Re: [i18n review comment] BP3 should recommend locale-neutral representation #187

Looks good, thanks Phil.


On 22/08/2016 10:33, Phil Archer wrote:
> Dear all,
>
> I have taken further steps on this. The result can be seen at
> http://philarcher1.github.io/dwbp/bp.html#LocaleParametersMetadata
>
> 1. Addision's text used more or less verbatim;
> 1a. taken account of Annette's suggestion;
> 1b. replaced inline links to BCP47 and CLDR with references
> 2. title of the BP changed to Use locale-neutral data representations
> 3. moved to Data Formats section as resolved in WG meeting on Friday;
> 4. added R-FormatMachineRead to list of evidence and thereby updated 
> the UCR cross matching;
> 5. updated the Challenges SVG diagram;
> 6. updated my Pull request.
>
> NB, I *retained* the old ID for the BP so that any links to 
> #LocaleParametersMetadata will still work.
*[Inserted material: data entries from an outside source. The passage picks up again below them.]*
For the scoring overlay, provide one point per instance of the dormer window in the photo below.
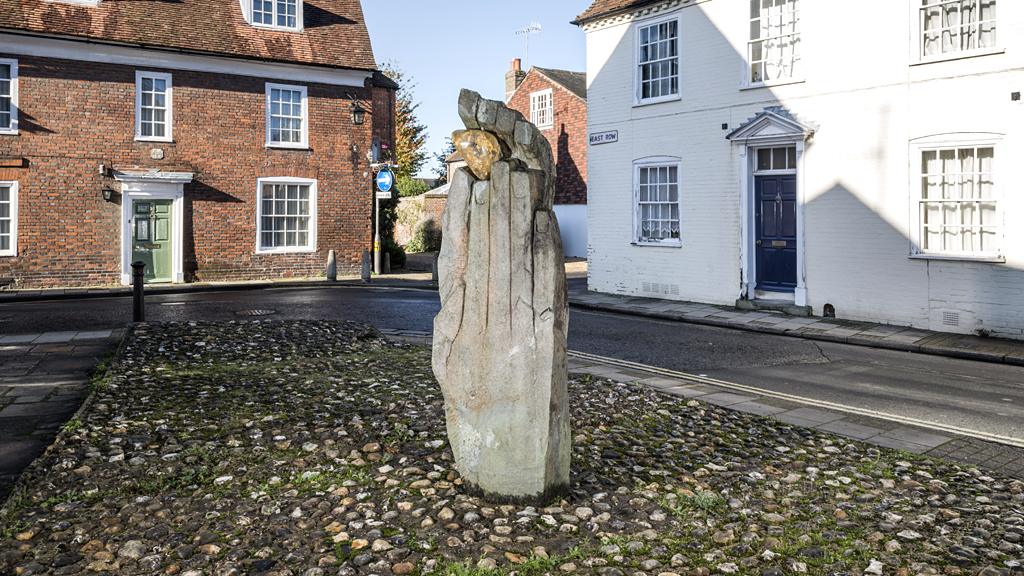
(278, 13)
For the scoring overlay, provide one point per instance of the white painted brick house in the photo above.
(865, 157)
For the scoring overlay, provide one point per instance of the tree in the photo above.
(410, 135)
(440, 169)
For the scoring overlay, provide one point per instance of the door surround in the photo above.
(153, 186)
(771, 128)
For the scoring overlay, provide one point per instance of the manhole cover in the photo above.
(256, 312)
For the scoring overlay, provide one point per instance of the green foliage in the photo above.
(409, 186)
(397, 252)
(410, 134)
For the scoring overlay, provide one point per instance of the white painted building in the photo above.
(863, 157)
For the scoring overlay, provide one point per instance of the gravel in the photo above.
(314, 448)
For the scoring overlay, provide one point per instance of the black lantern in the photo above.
(358, 114)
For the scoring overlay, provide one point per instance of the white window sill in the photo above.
(677, 244)
(651, 101)
(274, 28)
(272, 251)
(994, 258)
(772, 84)
(958, 55)
(284, 146)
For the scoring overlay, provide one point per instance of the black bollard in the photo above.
(137, 278)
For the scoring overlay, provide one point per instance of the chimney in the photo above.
(513, 78)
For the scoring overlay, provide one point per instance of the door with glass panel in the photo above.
(152, 242)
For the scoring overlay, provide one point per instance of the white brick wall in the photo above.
(868, 99)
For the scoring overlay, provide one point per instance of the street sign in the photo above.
(385, 181)
(604, 137)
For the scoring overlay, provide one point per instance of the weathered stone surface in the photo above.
(479, 149)
(500, 337)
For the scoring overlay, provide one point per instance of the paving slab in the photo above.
(727, 399)
(54, 337)
(815, 415)
(851, 429)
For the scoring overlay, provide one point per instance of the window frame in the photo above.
(168, 118)
(304, 141)
(534, 97)
(299, 21)
(14, 110)
(918, 149)
(638, 98)
(12, 251)
(748, 83)
(919, 58)
(310, 246)
(656, 162)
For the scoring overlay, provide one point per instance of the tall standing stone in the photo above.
(499, 348)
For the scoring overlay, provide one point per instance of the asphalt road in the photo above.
(971, 395)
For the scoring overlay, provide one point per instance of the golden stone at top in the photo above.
(479, 149)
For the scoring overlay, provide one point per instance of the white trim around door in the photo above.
(142, 187)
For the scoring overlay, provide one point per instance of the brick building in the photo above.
(556, 101)
(213, 139)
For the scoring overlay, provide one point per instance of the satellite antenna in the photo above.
(534, 28)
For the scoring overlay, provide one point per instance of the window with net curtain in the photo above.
(956, 26)
(285, 216)
(773, 51)
(6, 219)
(958, 208)
(657, 204)
(658, 60)
(282, 13)
(6, 96)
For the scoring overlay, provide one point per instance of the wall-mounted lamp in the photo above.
(358, 114)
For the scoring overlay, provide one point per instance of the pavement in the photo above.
(767, 322)
(992, 456)
(821, 329)
(45, 377)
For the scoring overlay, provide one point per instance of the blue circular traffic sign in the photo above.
(385, 179)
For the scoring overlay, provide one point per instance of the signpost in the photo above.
(385, 183)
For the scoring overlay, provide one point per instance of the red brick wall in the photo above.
(567, 136)
(76, 116)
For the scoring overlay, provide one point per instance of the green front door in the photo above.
(152, 241)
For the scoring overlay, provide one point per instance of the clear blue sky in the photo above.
(445, 45)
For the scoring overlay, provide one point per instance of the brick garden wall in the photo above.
(76, 116)
(567, 136)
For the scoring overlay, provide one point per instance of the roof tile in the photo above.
(334, 35)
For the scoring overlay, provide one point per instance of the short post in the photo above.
(137, 281)
(365, 273)
(332, 266)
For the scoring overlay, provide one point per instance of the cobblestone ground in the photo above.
(318, 448)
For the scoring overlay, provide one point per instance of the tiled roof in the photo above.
(606, 7)
(574, 82)
(335, 33)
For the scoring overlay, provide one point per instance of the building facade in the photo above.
(213, 140)
(555, 100)
(858, 162)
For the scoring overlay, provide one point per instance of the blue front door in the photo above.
(775, 207)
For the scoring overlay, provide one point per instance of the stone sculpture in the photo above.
(499, 348)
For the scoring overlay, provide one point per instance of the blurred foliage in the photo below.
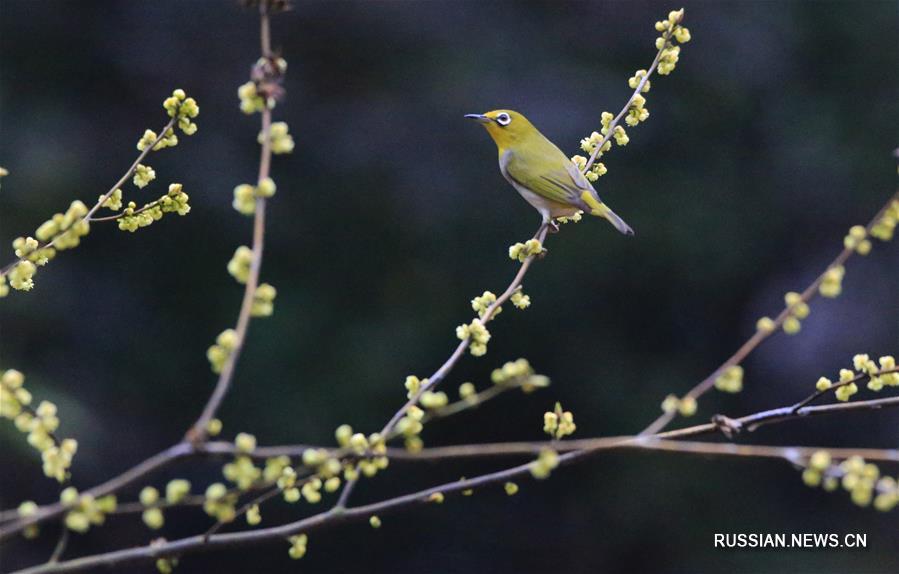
(772, 137)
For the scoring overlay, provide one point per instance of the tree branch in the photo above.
(336, 516)
(198, 432)
(88, 216)
(759, 336)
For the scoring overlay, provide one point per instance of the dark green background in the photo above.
(772, 137)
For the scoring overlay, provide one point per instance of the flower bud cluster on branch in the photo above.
(65, 230)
I know there are some of 
> these, for example, in the Share-PSI project.
>
> HTH
>
> Phil.
>
>
>
> On 22/08/2016 08:52, Deirdre Lee wrote:
>> HI,
>>
>> Thank you for your comments Addison. I think they make sense and should
>> be straight-forward to incorporate.
>>
>> The title of the BP should probably also be updated to something like
>> 'Provide locale-neutral data'
>>
>> Phil and DWBP editors, in Friday's meeting we also agreed to move BP3 to
>> the Data Formats section from the Metadata section, which would make it
>> BP14, right?
>>
>> Kind regards,
>>
>> Deirdre
>>
>>
>>
>> On 19/08/2016 17:39, Phillips, Addison wrote:
>>> Hi Phil,
>>>
>>> Thanks for starting on this. I think the pull request is a good start.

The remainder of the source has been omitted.